Mosaic Data Science, a leading strategic data analytics consulting firm, works with a number of different partners to deliver cutting-edge machine learning, artificially intelligent, prescriptive and predictive analytics solutions.
Our blog post, How to Make the Most of your Data Science Dollar, examines how firms can take advantage of data science consulting firms. Here is a snippet.
Data-science projects are investments. Like any other investments, some are more rewarding than others. And like other investments, they generally come in portfolios. You shouldn’t pick data-science projects independently, because they often have common requirements for data, skills, and infrastructure that the organization currently lacks. Careful gap analysis may reveal opportunities to enable several projects by filling a common set of gaps, thereby making the projects as a group more attractive than they would otherwise appear individually (counting their costs repeatedly). Thus choosing an optimal portfolio of data-science projects is itself an optimization problem, a kind of data-science problem. In part because an organization’s goals (objective functions) and resources (constraints) change frequently, this particular optimization problem is a good candidate for a greedy multi-period solution, where you attack the most valuable projects first, and re-evaluate each time a project nears completion.

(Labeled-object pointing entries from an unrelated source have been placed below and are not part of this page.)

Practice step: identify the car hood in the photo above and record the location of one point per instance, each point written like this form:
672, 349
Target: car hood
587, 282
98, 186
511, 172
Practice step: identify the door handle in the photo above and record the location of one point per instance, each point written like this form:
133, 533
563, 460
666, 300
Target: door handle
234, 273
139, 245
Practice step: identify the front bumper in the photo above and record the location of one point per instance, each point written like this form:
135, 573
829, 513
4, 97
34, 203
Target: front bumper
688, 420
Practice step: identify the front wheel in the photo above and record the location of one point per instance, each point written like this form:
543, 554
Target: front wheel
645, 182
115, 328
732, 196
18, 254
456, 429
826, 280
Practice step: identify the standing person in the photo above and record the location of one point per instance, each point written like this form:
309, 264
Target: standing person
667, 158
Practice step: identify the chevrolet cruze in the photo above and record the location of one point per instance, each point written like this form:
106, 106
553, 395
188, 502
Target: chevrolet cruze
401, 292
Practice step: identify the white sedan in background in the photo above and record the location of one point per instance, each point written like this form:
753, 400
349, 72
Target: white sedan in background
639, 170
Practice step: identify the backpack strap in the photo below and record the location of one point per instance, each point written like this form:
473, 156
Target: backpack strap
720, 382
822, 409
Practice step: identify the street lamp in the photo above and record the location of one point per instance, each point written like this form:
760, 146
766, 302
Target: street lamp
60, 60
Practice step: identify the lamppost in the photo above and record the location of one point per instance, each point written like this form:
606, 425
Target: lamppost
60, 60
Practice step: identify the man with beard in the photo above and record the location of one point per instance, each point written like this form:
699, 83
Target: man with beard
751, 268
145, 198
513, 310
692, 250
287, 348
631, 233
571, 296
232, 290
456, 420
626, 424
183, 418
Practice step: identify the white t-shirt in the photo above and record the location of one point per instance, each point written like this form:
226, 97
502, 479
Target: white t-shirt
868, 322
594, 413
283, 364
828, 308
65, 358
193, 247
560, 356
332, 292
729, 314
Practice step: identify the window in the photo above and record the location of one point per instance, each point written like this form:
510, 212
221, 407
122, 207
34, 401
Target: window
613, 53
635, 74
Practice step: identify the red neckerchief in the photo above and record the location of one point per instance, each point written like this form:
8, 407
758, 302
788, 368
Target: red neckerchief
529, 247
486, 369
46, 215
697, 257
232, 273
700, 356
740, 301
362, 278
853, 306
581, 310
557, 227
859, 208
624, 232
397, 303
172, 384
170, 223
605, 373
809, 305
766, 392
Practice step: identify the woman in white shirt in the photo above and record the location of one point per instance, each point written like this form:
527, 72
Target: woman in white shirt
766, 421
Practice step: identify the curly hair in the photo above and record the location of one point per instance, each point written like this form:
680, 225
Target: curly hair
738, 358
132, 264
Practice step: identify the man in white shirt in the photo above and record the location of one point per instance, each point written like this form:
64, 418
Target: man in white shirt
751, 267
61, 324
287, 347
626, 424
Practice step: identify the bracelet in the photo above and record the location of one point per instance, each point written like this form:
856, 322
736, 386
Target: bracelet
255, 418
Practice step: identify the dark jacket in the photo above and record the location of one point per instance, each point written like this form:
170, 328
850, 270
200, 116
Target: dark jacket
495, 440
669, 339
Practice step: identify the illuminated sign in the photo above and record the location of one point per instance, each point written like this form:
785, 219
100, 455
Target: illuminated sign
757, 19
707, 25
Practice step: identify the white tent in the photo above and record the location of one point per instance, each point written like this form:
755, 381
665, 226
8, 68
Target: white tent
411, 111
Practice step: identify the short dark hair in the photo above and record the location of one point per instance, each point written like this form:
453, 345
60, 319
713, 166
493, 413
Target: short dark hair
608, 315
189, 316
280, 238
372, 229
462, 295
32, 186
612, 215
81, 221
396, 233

Opportunity cost is a second reason to treat data science as a portfolio-optimization problem. When data scientists approach strategic data analytics projects one at a time, it’s all too easy for them to indulge their analytical perfectionism by devoting disproportionate resource to achieving the best possible project outcome. This may maximize one project’s value at the cost of depriving other projects of adequate resources, so that the total value of the project portfolio is not maximized—even if the portfolio is well chosen. Analytics managers should be explicit with their teams that the goal is not to perfect any single project, but to maximize the value of the whole project portfolio; and management should structure their teams’ reward systems accordingly.